More than 400 workers across Canada were surveyed for each of these studies. The research was issued in conjunction with the release of the Robert Half 2020 Salary Guides, which provide starting salary ranges for more than 400 positions in the accounting, finance, technology, creative, legal and administrative support fields.
"It's crucial for employers to stay current on local compensation trends, especially as a growing number of workers make an effort to educate themselves on how their salary stacks up," said David King, senior district president for Robert Half. "Employees are more likely to stick around if they believe their contributions are valued and rewarded. Providing competitive compensation packages that are responsive to shifting employee preferences, and include perks like commute subsidies, wellness benefits and professional development opportunities, are key to keeping professionals engaged."
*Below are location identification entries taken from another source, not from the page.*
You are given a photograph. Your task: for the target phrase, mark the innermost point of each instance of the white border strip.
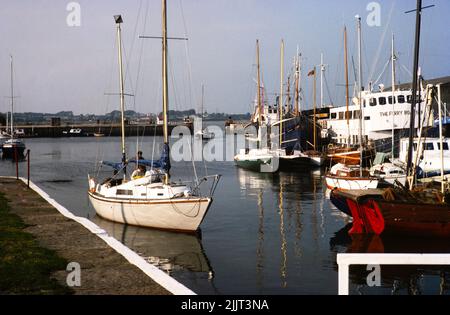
(163, 279)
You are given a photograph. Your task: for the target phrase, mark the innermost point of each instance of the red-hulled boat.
(419, 212)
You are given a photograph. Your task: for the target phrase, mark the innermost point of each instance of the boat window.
(409, 98)
(444, 146)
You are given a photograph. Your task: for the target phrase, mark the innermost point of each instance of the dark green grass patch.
(25, 267)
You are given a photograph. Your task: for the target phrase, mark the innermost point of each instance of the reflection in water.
(260, 246)
(411, 280)
(290, 190)
(283, 271)
(168, 251)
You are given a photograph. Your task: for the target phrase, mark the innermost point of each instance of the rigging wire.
(381, 42)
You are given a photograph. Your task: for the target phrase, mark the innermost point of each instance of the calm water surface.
(264, 234)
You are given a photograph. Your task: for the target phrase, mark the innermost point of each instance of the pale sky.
(58, 67)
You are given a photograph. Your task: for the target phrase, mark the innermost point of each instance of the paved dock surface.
(103, 270)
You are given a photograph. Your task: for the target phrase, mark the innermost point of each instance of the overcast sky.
(58, 67)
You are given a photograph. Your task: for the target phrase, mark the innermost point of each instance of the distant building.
(56, 121)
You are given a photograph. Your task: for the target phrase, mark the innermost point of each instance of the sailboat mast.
(164, 72)
(259, 83)
(409, 167)
(121, 81)
(314, 110)
(346, 86)
(358, 18)
(12, 98)
(441, 144)
(297, 84)
(280, 105)
(322, 69)
(393, 94)
(165, 82)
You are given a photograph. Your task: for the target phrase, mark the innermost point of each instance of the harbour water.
(264, 234)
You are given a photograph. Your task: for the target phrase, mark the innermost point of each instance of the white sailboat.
(151, 199)
(12, 148)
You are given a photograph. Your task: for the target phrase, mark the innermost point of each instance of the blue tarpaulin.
(163, 163)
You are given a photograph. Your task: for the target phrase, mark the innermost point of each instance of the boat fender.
(92, 185)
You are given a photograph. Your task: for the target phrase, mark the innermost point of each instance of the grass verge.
(26, 267)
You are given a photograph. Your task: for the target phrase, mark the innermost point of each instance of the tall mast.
(164, 72)
(441, 139)
(393, 94)
(164, 79)
(358, 18)
(346, 86)
(202, 110)
(280, 109)
(259, 83)
(322, 70)
(12, 98)
(314, 111)
(409, 168)
(297, 83)
(119, 20)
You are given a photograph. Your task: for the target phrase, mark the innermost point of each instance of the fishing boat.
(261, 158)
(414, 210)
(150, 198)
(12, 148)
(344, 176)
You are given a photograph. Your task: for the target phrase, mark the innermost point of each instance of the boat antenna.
(118, 19)
(410, 170)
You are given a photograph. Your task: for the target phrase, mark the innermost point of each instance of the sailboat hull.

- Workers on their worth: The majority (75 per cent) of professionals said they are well-informed and know what they should be making in their position.
- Overall perceptions on pay: Nationally, 49 per cent of workers feel underpaid, 50 per cent believe they are paid fairly and one per cent admitted they feel overpaid.
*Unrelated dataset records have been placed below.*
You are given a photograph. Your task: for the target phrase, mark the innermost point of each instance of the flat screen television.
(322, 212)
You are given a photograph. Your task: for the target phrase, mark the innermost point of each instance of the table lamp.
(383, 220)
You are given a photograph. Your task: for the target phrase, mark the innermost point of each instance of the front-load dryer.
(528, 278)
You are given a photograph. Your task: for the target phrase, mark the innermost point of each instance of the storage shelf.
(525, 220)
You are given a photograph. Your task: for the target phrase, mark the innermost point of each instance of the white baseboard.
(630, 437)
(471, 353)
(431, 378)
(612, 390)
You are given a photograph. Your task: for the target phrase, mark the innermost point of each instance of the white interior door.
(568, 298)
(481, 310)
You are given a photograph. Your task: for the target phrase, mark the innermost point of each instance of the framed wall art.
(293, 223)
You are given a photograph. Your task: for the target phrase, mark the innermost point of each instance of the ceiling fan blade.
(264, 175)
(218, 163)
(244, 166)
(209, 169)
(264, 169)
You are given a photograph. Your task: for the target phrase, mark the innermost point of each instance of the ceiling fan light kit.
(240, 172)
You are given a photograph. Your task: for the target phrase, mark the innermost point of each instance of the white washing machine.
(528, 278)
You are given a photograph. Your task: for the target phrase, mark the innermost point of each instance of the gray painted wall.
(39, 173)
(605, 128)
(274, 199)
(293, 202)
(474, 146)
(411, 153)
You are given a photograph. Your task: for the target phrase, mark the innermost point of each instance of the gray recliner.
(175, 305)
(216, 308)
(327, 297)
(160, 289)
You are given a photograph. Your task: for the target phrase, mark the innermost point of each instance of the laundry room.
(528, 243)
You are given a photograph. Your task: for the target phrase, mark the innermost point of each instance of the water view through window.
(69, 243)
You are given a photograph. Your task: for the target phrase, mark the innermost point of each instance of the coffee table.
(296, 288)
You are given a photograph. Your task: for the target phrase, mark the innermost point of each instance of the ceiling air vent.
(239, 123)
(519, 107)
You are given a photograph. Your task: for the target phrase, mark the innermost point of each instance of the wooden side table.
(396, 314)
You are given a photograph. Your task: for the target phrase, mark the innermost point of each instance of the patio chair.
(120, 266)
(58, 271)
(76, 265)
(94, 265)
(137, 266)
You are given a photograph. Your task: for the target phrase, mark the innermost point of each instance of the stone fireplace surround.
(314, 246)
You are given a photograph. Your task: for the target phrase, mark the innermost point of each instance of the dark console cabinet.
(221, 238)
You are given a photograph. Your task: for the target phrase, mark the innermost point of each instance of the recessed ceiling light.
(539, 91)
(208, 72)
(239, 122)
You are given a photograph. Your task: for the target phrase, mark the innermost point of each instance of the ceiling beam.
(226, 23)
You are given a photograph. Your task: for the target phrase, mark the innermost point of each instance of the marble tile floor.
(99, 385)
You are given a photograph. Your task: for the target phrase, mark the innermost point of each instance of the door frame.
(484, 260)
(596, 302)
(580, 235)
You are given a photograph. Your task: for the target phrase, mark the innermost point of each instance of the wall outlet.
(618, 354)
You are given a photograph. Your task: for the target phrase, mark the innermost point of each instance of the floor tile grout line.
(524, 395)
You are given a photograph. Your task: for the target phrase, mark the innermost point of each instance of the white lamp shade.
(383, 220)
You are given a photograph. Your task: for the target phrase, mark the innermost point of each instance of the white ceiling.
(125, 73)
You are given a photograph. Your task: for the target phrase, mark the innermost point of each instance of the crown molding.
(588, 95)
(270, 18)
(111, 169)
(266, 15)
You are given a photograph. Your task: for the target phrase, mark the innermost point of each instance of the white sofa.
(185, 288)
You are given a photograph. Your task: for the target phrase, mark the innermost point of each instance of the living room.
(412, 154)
- Compensation chatter: Fifty-seven per cent of workers ages 18-34 have discussed salaries with colleagues, compared to 53 per cent of professionals ages 35-54 and 45 per cent of those ages 55 and older.
- The power of knowledge: While most workers who have talked salary with colleagues did nothing with the information (86 per cent) 11 per cent used the information to ask for a raise and four per cent tapped it when negotiating a new job offer. Ninety-four per cent of respondents 55 and older didn't use the information gleaned, but this number falls to 87 per cent for those 35-54 and 82 per cent for workers 18-34.
"To successfully navigate a salary discussion, workers must be able to articulate the value of their expertise, and demonstrate the tangible impact they've had on an organization or team," advised King. "While negotiating with a solid pay range in mind is important, professionals should know where they're willing to compromise, and be open to considering alternatives, like extra vacation days, remote work options or flexible schedules, if the company isn't able to meet their salary request."